Date: May 23 (Thu), 2013
Place: The Westin St. Francis Hotel, San Francisco, CA, USA
Overview
The future of online trust, innovation & self-regulation is threatened by a widening gap between users. expectations, formed by laws and norms, and the capacity for great benefits and harms generated by technological advances. As this gap widens, so too does ambiguity between asserted rights and threats. How do we close this gap and thereby lower risks, while also instilling trust in online activities? The solution embraces fundamental principles of ethics to guide our decisions in the midst of information uncertainty.

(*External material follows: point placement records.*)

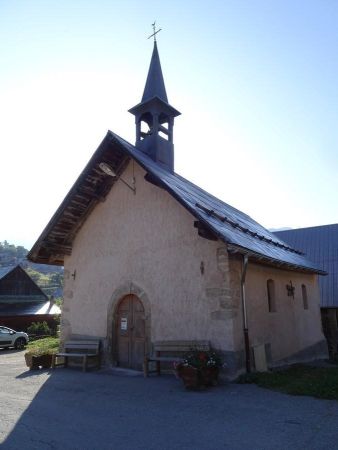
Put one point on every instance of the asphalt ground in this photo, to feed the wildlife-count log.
(68, 409)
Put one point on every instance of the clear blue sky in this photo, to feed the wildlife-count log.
(256, 82)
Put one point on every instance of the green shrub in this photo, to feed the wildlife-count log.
(43, 346)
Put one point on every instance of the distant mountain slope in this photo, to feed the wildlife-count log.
(48, 278)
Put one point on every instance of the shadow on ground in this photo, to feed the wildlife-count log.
(69, 409)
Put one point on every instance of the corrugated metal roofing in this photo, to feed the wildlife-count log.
(228, 223)
(5, 270)
(321, 245)
(20, 309)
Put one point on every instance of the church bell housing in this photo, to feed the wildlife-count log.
(154, 118)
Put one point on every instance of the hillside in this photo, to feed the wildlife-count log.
(49, 278)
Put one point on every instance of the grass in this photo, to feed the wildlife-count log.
(45, 345)
(319, 382)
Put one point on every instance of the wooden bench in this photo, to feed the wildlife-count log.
(83, 349)
(176, 348)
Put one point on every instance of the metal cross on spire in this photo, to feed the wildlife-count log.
(154, 31)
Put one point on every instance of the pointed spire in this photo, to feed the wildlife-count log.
(155, 83)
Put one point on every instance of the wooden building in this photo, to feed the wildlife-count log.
(22, 301)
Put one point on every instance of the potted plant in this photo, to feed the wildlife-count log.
(199, 369)
(35, 361)
(40, 353)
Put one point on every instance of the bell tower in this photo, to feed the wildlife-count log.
(154, 117)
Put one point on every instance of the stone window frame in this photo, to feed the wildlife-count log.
(271, 294)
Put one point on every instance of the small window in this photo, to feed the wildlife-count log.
(304, 296)
(270, 285)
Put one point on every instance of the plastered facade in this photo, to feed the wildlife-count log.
(146, 243)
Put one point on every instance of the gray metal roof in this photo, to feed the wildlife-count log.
(228, 223)
(222, 221)
(321, 245)
(21, 309)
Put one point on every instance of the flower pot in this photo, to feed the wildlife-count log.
(34, 362)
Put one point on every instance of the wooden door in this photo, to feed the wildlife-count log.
(130, 333)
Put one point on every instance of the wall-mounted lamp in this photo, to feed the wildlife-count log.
(109, 171)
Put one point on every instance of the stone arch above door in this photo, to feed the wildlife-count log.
(123, 290)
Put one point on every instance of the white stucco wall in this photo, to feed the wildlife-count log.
(291, 329)
(148, 239)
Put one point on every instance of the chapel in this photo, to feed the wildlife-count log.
(149, 256)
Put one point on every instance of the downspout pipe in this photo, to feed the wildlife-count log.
(245, 317)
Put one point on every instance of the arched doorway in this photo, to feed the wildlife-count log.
(130, 332)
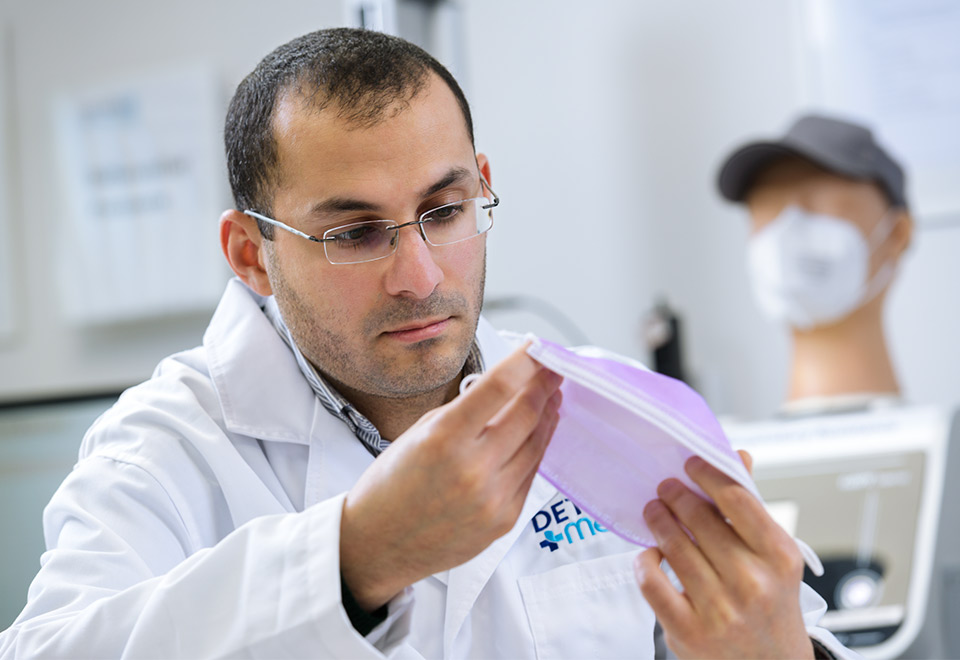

One context where this solution is germinating is cybersecurity research. Commercial and public researchers and policymakers are tackling novel ethical challenges that exert a strong influence for online trust dynamics. These challenges are not exceptional, but increasingly the norm: (i) to understand and develop effective defenses to significant Internet threats, researchers infiltrate malicious botnets; (ii) to understand Internet fraud (phishing) studies require that users are unaware they are being observed in order to ascertain typical behaviors; and (iii) to perform experiments measuring Internet usage and network characteristics that require access to sensitive network traffic.
These research activities are prerequisite for evidence-based policymaking that impacts us individually and collectively, such as infrastructure security, network neutrality, free market competition, spectrum application and broadband deployment, technology transfer, and intellectual property rights. Therefore, in the wake of failures to resolve these mounting tensions, ethics has re-emerged as a crucial ordering force. For this reason, ethics underpins the debate among CS researchers, oversight entities, industrial organizations, the government and end users about what research activity is or is not acceptable.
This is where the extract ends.